Wendy takes a shuddering breath. Her clever, curious daughter. Will she be smarter than Wendy, less susceptible to Peter’s charms? Wendy can only hope.
She draws closer to the wreck of the ship. Beached and snapped in two, the prow pointing up toward the sky. But the interior might be intact, and there might be weapons or something else she could use. If anything in Neverland ever gave Peter pause, it was Hook. She can very well imagine the boys looking on the ship, even destroyed, with superstition, refusing to step inside what was once the realm of their greatest enemy.

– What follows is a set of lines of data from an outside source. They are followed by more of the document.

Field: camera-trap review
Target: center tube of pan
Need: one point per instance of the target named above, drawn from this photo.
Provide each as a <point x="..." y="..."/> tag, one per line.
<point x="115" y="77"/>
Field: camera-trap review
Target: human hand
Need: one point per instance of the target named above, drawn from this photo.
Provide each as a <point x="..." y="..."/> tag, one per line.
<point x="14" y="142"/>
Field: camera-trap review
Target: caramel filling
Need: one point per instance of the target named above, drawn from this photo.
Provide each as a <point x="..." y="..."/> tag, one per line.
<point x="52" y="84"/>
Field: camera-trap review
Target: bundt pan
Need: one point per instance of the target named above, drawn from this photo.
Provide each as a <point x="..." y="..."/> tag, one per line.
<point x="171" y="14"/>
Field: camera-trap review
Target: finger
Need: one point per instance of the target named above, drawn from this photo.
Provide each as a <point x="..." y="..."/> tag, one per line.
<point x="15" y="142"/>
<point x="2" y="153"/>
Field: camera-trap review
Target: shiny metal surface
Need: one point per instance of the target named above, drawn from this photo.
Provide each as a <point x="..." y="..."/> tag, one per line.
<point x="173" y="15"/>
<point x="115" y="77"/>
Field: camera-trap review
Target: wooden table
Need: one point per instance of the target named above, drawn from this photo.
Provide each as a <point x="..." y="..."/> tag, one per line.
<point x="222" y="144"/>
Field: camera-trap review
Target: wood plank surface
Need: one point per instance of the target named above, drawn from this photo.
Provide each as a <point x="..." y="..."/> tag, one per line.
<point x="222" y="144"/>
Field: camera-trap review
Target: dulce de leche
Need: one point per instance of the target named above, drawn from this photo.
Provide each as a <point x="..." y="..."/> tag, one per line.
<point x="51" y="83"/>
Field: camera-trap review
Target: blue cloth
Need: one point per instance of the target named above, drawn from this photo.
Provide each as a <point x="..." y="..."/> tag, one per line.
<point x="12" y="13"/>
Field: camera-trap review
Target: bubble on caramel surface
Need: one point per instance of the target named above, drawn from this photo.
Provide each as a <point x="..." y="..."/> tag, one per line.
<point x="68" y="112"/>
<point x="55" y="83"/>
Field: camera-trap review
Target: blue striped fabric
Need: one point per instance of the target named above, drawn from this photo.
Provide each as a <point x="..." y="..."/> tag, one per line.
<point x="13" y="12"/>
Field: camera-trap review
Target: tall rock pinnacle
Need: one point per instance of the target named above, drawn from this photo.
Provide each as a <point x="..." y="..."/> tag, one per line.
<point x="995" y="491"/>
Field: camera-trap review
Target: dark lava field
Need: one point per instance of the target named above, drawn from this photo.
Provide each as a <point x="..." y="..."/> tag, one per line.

Once. She comes close enough to touch the hull and rests her fingers against the weathered boards. What could be powerful enough to tear a ship in half this way? Were the pirates on board when it happened, and if not, where did they go?
NEVERLAND – 27 YEARS AGO
“Why must I stay behind? It isn’t fair.”
“Because you’re a girl. Girls don’t go to war.” Peter’s fists rest on his hips, elbows jutting out like strange wings. His tone is imperious, as though everything he’s saying should be perfectly obvious and Wendy is dull for not understanding.
“You have to heal the soldiers when they’re wounded so they can rejoin the war. Those are the rules.”
“What rules? Who made the rules?” Wendy is taller than Peter; when she pokes him in the chest he takes a step back, and there’s a moment of satisfaction as she looms over him. His scowl deepens, his bottom lip pushing out as he glares up at her, but Wendy ignores him. “If Michael and John get to go, I should get to go too.”
“No. You stay here.” Peter crosses his arms. He moves to the makeshift tent’s doorway, and somehow his slight frame fills the space so Wendy can’t see any way to slip past him.
“Fine.” She crosses her own arms, turning her head and refusing to look at him. She hopes his expression is hurt, but she won’t give him the satisfaction of looking to see for sure. She makes herself hold the pose, not turning around again until he’s gone.
The sense of triumph is temporary. Almost as soon as the tent flap falls shut behind him, Peter is shouting orders, her presence and their argument just as likely forgotten.
“Everyone, it’s time to choose our swords,” Peter says.
Wendy sticks her tongue out at the tent wall, even though there’s no one left to see her. Of course when Peter says everyone he doesn’t mean her. His words never say what they ought to, and yet the way he says them is so certain. It infuriates her.
It doesn’t matter that the swords are only long branches and sticks stripped of their leaves. To the boys they’re real enough and the fact that she doesn’t get one of her own still stings. Wendy keeps her eyes fixed on the tent wall, watching the sun cast the boys’ flickering shadows against its skin as they gather their weapons. All except Peter’s.
She thinks again of how he made such a fuss when she sewed the shadow he brought her back onto his body. And after all the squirming and pouting, after all the trouble she went to, it unraveled almost immediately. Wendy knows she isn’t the best seamstress—and according to her mother, she might just be the worst—but her stitching isn’t that bad. Shadows aren’t meant to come apart like that, or, now that she thinks about it, even be separated from the people they belong to in the first place.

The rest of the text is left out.